This volume is something else, also: our last attempt to reach the "Monty Hall" DM's. Perhaps now some of the 'giveaway' campaigns will look as foolish as they truly are. This is our last attempt to delineate the absurdity of 40+ level characters. When Odin, the All-Father has only(?) 300 hit points, who can take a 44th level Lord seriously?It is without a doubt ironic that in the same foreword in which TSR Publications editor Timothy J. Kask extols the virtues of "winging it" and notes that OD&D's rules are "not even true 'rules'," he also expresses the sentiment in text quoted above. I'm no fan of Monty Hall campaigns myself and having once met a guy who boasted of his character being a "42nd-level demigod," I have a longstanding, visceral dislike of that style of play. But, at the end of the day, if OD&D was "meant to be a free-wheeling game, only loosely bound by the parameters of the rules," as Kask states in the foreword to Eldritch Wizardry, why all this fretting about those guys who are playing it wrong?
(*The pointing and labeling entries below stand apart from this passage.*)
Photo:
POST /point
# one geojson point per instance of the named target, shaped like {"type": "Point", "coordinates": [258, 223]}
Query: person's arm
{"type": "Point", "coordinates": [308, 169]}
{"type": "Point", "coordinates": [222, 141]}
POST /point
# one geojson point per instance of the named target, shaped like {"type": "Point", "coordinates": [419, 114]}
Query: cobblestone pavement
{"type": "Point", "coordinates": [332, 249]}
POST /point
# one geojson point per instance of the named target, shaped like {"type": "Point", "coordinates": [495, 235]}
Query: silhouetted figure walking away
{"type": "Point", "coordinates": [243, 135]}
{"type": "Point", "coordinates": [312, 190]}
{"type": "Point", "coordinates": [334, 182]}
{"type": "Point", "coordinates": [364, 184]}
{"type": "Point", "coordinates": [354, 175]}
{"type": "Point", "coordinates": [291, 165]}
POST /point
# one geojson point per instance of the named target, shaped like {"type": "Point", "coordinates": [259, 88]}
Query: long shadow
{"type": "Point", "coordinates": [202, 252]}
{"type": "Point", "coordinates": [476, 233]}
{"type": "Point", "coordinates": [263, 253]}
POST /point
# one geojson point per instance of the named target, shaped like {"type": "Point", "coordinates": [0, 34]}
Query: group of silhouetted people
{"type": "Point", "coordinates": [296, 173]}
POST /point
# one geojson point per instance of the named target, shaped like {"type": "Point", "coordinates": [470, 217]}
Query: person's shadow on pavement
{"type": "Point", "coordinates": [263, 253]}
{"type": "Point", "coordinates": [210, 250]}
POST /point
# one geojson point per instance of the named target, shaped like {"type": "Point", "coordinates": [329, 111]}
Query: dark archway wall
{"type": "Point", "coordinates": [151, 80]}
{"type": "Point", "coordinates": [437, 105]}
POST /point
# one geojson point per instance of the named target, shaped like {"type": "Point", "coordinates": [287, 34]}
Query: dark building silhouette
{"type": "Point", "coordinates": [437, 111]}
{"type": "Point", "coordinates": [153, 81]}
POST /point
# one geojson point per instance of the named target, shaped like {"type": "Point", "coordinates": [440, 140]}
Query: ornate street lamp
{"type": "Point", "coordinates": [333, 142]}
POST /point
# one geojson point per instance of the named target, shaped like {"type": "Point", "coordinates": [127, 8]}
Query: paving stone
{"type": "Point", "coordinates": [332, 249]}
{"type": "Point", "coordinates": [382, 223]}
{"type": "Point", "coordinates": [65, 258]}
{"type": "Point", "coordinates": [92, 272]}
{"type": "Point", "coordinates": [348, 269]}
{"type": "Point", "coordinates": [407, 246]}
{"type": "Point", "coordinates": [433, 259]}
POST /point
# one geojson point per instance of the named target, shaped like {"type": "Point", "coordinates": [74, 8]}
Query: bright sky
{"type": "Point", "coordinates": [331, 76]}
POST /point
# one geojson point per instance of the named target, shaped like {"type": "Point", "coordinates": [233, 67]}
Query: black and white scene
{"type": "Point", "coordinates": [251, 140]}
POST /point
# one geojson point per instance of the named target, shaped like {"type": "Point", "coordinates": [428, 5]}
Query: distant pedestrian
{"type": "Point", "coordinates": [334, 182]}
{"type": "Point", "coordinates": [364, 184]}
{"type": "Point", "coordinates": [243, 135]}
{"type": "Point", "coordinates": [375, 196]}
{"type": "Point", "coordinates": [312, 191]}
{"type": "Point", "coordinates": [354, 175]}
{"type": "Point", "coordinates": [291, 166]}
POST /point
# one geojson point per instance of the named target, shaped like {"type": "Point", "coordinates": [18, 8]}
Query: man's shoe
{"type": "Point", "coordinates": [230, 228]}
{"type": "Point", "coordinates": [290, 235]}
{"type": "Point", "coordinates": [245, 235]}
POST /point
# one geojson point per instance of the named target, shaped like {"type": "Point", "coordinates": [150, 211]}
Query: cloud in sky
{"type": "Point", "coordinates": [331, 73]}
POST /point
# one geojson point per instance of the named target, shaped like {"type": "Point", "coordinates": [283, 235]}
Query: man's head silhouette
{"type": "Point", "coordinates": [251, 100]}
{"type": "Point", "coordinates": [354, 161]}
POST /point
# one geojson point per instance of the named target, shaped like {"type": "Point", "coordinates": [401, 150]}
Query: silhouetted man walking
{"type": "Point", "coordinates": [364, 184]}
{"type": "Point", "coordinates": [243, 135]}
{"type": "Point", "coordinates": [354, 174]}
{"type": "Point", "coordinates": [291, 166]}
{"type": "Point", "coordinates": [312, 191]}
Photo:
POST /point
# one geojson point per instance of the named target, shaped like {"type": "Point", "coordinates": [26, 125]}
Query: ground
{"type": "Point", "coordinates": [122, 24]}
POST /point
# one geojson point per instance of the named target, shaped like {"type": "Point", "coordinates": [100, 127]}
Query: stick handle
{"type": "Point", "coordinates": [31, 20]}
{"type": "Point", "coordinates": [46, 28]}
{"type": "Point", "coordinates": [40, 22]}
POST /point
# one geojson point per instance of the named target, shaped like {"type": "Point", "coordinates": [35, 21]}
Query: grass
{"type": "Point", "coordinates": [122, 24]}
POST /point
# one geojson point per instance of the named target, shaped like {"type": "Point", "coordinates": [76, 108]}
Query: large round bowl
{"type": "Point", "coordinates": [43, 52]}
The same foreword calls Gods, Demigods & Heroes "the last D&D supplement," which is technically true. Unless one counts Chainmail's "grandson," Swords & Spells, there were no other official OD&D supplements after the publication of Supplement IV. Of course, even as this foreword was being written, Gary Gygax was hard at work creating Advanced Dungeons & Dragons, which owes its origin at least in part to the desire to ensure that everyone who played the game did it right. Even though, by today's standards, AD&D remains a free-wheeling game of the sort Kask rightly praises, there's no question that it set a not-entirely positive precedent for the way RPGs should be designed and presented. In hindsight, the lunacy of it all becomes apparent in a way that it probably wasn't in 1976.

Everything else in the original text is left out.